Johan Manzambi is having a tournament. He came off the bench in Switzerland’s first two group games and scored twice against Bosnia and Herzegovina. Against Canada, with everything on the line, he got the start. And he delivered.
First, he set up Rúben Vargas for the opener in the second half. Then he scored one himself. In a span of about 15 minutes, Manzambi went from breakout sub to the guy Switzerland has been waiting for since Xherdan Shaqiri stopped doing Shaqiri things on the biggest stage.
He’s now the top scorer in the World Cup among players 21 or younger, per Squawka. He’s also the youngest player to both score and assist in a World Cup match since a 20-year-old Memphis Depay did it for the Netherlands in 2014. That is not bad company.

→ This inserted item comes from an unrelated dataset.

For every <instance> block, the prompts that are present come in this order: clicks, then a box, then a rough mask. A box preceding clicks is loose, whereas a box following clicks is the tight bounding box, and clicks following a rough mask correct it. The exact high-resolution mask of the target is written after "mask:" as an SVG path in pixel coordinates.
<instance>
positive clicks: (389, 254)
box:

The summer nobody saw coming
Before this tournament, the conversation around Switzerland’s attack started and ended with Breel Embolo. That made sense. Embolo has been the guy for years. But Manzambi won the Europa League Young Player of the Season award in 2025-26, helped Freiburg reach the final of that competition, and apparently decided that was just a warm-up.
Coach Murat Yakin kept him on the bench for the first two games. That changed after Manzambi made his point with a brace off the bench against Bosnia. Against Canada, he was unplayable. He pulled defenders wide, made runs that didn’t exist in the first half, and finished with the composure of a guy who has been doing this for a decade.

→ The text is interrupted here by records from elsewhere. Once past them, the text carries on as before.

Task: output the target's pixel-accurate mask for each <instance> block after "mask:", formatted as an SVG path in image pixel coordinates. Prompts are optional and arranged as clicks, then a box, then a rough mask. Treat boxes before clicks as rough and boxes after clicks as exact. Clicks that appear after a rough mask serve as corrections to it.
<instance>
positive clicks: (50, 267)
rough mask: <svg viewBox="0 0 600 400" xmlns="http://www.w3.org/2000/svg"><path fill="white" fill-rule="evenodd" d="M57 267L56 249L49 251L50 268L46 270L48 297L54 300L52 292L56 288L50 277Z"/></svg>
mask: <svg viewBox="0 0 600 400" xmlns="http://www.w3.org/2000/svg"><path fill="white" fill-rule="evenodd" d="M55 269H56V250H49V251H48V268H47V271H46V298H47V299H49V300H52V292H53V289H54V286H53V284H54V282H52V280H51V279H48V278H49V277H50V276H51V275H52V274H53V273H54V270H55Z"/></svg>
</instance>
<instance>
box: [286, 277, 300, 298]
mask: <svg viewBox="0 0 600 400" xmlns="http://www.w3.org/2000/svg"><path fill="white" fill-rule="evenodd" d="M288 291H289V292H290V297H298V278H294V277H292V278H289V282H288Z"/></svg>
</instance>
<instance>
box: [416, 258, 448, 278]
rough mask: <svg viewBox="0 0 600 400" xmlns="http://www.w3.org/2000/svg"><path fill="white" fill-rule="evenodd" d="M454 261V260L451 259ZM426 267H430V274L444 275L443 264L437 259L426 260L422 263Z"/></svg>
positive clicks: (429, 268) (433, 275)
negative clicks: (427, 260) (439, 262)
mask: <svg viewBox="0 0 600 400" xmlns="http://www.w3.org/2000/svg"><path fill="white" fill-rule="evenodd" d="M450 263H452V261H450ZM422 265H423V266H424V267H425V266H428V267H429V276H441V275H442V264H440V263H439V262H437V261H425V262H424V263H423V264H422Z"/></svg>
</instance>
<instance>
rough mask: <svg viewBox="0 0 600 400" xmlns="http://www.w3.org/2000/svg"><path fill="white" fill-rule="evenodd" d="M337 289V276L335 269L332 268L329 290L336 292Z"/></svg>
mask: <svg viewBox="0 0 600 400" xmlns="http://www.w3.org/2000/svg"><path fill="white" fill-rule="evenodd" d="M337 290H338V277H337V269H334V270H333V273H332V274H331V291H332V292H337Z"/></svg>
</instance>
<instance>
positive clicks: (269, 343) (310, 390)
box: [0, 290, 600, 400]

Yakin might have a problem now. But it’s the best kind of problem. Manzambi isn’t a flash in the pan. He’s 20, playing in a top European league, and he just announced himself to the world.
Switzerland has been the tournament dark horse so many times before. They’ve reached the quarterfinals and bowed out with a shrug. But this feels different. Not just because they topped Group B — although that puts them on the easier side of the bracket — but because they have a genuine young star who doesn’t look fazed by any of it.
Manzambi flew under the radar for exactly one week. That radar is now locked on him. And the rest of the knockout field has to figure out how to deal with a 20-year-old who is playing like he belongs. Which, at this point, he clearly does.